The Long and Winding Road

       The Unlikely Pilgrimage of Harold Fry, by Rachel Joyce, is a quirky book. But's it's a quirky book with a big heart that left me mulling big thoughts about life---do I seize each day? have I wasted opportunities to live well and full? am I the best that I could be? is there something major left for me to accomplish?
  Harold Fry, a recently retired business man, lives life comfortably but without passion. He's blah. His wife Maureen is blah, and their lives together are dull, loveless, and very clean. There's lots of dusting and sterilizing going on to fill the void. Their son, moody and disconnected from his father, is out of the picture, so it's just the two of them.
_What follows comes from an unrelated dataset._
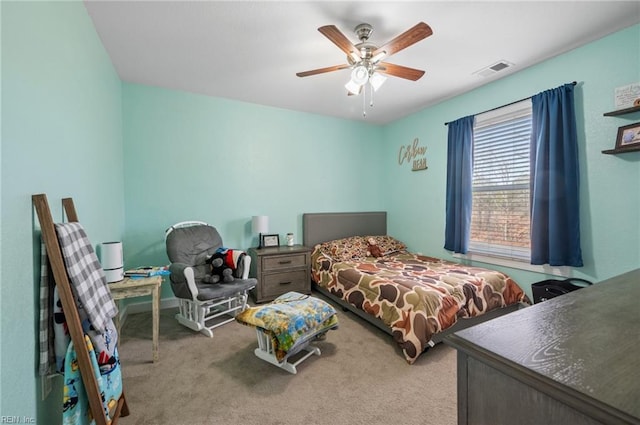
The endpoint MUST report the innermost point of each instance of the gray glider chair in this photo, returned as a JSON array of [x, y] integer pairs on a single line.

A story about nothing.
   But then an old friend writes to Harold. She's in hospice and wants to say goodbye. Harold sheds a tear for Queenie, a former officemate, and quickly responds with a short letter of his own. He walks to the mailbox, and then decides to keep walking. He will walk to Queenie. He will walk 600 miles, across the spring-blooming hills and dales, cities and villages of England. He's on a spur-of-the-moment odyssey, and for the first time in decades Harold is alive with purpose.
  I know what you're thinking. A book about walking? How interesting can that be?
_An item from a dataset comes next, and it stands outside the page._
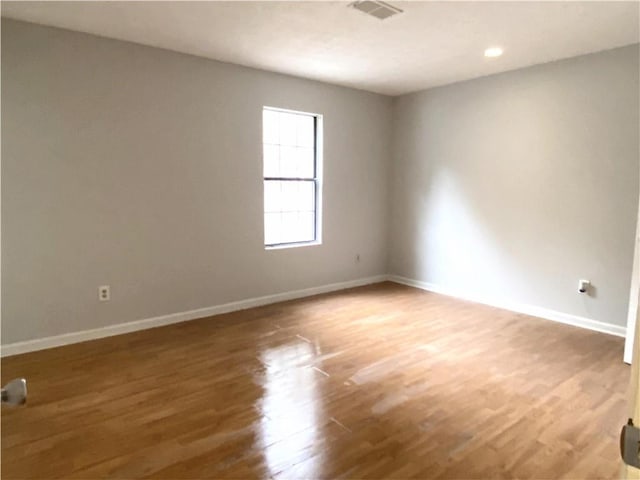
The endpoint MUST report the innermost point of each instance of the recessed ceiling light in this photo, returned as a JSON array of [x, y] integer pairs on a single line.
[[493, 52]]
  While he walks, Harold replays episodes from his life, and we begin to understand that in the beginning he and Maureen were madly in love. We learn about Harold's difficult childhood with an alcoholic father and runaway mom. We learn that Harold shrank away from his duties as a father, and isolated himself emotionally and physically from his son. We learn that he and Queenie met at work and formed a solid friendship. We learn that Harold's pilgrimage may be his last hurrah.
  And like any worthwhile pilgrimage, there are entertaining asides about people met along the way and others who join the long walk north. Over time and miles, Harold attracts fans of his own. Misfits, lost souls, even a stray dog, fall in line behind him.
   While England finds a new hero, back home Maureen actually dusts less and begins to miss her husband. He writes and phones, but she is at a loss. She knows he and Queenie were never lovers, but living alone has rekindled her own memories of their youth. Maureen wants Harold back home.
  Over each new hill there is a fresh challenge or another tag-along or another flashback into Harold's life as a child, husband and father. The farther north he wanders, the more we understand his life and his sorrows. And then we wonder, will he get to Queenie in time? Will she hang on until Harold gets there? What will they say to each other?
    I thought this book was going to be like a slow walk, pokey and meandering and not all that heart-thumping, but I was mistaken. This book was hard to put down. There were always questions and concerns. How far would he walk today? Would his blisters do him in? Why hasn't his son contacted him? Where will he sleep tonight? After weeks of effort, sacrifice and exhaustion, Harold's pilgrimage comes to an end. I won't say if he gets to Queenie in time, but I will report that Joyce created a tense, emotional conclusion to the book. The final 30 pages were riveting.
   I highly recommend The Unlikely Pilgrimage of Harold Fry. Just be ready for something different. It's not your usual walk in the park.
The Push From the Book:  Live boldly, don't waste a minute, tell the special people in your life they matter.